Basically, it doesn’t have to be done on the fly, but in sequence: record start, record end, analysis starts and when it ends, it saves the wav file with a labels (or store a coll or a dict with wavefiles names and a label with their features to retrieve them and play them, next.
I could change the architecture to remove mubu from the equation, and use flucoma maybe.
Any ideas or help or links could be really appreciated
Indeed. 2 things really quickly now and a few questions:
fluid.bufloudness~ will give you the EBU loudness in LU as a time series in a new buffer.
fluid.bufstats~ will give you all the stats you can dream off.
A combination of these 2 will give you what you need.
This is harder but possible. It depends on your signal, and how long you analyse for, and what you want to consider ‘music’. The same princinple apply: fluid.buf* where * is a descriptor will help you by giving the time series. you can then get the bufstats on them, and decide your valid stats (mean, std dev, median, centiles, etc)
If you define the type of signal you imply by words/music/noise then I might be able to help. The best way I found to get a feeling of which machine listening feature / descriptor works well for a task is to look at the time series vs the signal and compare. @amundsen shared a cool patch to do that here
Ok for the loudness. I think mean can be already good.
For sound classification, it doesn’t have to be very accurate, in my case of use.
I checked fluid.knnclassifier~ object and example patch.
It seems, afaik, that you’d “just” have to setup the patch with let’s say 3 samples taken as source of analysis and then it could try to classify an incoming signal among the 3 samples as source of analysis.
Is it that easy ? or did I just fall into a specific case where it works always.
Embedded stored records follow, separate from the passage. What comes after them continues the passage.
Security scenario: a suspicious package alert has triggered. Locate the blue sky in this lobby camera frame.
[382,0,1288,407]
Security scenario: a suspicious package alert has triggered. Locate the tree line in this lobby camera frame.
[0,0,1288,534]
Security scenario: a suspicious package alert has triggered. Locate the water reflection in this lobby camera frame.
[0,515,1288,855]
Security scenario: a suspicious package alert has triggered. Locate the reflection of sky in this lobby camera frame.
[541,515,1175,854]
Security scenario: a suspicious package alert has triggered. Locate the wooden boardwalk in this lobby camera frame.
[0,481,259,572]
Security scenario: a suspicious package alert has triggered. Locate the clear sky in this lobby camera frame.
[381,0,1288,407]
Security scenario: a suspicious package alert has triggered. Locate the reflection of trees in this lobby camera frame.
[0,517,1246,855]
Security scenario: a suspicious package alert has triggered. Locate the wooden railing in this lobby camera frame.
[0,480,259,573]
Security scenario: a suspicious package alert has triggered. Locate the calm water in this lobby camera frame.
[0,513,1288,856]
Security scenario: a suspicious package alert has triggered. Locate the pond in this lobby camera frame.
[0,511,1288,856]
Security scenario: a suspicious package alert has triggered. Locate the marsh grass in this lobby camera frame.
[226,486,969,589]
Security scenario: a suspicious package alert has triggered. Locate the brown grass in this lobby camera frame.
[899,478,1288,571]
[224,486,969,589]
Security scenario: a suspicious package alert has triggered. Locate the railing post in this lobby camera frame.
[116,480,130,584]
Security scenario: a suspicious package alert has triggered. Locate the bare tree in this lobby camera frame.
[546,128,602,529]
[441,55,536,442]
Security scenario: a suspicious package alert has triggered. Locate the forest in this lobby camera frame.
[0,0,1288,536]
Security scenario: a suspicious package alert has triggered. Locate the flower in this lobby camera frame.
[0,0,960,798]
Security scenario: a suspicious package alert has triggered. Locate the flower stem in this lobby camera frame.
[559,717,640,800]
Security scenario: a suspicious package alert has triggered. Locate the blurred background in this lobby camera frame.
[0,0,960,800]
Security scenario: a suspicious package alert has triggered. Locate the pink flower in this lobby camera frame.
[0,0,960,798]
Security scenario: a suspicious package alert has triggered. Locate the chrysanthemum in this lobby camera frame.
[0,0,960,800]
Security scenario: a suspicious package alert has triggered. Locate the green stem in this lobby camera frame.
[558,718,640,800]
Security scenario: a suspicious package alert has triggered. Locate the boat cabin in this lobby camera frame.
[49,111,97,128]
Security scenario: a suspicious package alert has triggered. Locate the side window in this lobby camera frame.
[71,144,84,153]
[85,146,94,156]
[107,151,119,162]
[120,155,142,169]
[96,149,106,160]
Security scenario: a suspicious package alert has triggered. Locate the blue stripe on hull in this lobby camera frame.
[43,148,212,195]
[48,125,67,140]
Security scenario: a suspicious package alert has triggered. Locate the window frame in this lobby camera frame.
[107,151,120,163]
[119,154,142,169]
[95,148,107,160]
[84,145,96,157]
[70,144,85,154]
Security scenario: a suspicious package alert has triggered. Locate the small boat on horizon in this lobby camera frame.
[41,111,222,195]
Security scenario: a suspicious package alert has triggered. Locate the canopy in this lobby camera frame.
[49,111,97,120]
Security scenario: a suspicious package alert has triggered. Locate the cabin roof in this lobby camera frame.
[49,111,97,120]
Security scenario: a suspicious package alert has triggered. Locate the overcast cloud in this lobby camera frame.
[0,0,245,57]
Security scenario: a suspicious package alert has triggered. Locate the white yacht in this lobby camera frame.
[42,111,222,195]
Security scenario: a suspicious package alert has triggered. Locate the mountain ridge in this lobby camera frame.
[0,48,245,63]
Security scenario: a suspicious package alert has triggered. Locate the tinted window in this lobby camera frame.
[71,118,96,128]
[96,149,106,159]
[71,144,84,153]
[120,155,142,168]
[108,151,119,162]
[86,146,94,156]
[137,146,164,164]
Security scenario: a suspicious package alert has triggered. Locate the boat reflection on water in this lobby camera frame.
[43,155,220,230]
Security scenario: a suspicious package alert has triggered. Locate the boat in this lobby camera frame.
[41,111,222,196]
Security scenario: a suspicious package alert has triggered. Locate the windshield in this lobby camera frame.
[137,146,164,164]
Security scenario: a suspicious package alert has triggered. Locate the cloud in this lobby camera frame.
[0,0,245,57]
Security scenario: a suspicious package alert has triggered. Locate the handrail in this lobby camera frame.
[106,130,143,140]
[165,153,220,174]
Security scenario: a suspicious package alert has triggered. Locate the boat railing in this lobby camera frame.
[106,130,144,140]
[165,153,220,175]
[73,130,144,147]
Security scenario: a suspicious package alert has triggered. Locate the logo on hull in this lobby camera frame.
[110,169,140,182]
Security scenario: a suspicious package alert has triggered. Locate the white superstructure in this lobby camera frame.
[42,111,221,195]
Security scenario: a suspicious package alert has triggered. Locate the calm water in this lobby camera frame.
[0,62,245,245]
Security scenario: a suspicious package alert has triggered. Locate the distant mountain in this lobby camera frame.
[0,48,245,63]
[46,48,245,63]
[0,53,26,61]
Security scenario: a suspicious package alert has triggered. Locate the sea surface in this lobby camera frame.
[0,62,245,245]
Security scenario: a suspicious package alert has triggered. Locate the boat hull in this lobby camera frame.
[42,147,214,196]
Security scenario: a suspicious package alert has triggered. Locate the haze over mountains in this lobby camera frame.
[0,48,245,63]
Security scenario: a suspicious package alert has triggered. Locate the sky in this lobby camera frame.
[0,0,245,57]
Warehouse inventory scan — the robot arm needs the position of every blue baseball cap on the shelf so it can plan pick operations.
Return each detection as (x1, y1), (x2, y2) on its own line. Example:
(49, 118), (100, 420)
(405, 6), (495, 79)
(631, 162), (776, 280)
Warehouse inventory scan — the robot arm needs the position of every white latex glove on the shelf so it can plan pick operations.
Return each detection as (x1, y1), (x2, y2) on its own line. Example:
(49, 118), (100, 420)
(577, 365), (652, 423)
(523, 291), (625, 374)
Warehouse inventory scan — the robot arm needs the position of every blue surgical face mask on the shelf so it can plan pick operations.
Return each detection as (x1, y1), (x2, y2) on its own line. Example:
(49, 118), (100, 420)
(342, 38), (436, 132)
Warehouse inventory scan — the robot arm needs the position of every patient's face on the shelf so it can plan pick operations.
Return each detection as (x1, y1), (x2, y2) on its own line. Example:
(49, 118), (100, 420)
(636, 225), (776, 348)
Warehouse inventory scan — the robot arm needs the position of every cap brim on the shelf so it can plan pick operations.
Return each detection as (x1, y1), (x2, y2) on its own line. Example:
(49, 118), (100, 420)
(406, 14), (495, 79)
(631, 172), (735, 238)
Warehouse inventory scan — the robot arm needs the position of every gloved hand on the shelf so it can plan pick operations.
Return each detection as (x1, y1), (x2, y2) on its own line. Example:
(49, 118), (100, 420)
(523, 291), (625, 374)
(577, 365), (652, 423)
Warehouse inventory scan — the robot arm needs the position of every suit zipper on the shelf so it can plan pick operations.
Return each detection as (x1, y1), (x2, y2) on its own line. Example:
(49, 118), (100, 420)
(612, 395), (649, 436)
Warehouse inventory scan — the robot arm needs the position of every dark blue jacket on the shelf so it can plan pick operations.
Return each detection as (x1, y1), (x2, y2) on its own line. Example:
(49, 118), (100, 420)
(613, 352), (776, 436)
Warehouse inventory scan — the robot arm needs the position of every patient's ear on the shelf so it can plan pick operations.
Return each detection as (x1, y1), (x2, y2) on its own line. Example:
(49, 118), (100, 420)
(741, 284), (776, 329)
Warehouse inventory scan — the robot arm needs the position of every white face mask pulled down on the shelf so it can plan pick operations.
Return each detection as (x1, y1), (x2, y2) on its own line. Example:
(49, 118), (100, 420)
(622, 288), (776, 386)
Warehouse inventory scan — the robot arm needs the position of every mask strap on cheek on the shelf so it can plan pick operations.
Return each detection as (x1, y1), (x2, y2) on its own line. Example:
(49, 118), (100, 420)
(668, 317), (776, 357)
it can be, if the description is done right and the classes are so segregated. Try it and let me know if that works for you, and if not, we can go further into training a slightly more robust classifier.
In effect, you can add a few examples in a knnclassifier (a few of each class) and it might make it more sturdy.
yes, and also the 3rd tab (select) gives you the order, and also the reference page, in the first line:
fluid.bufstats~ statistically summarises a time-series (or any values) that is in a buffer, returning seven statistics for each channel: the buffer channel’s mean, standard deviation, skewness, kurtosis, low, middle, and high values.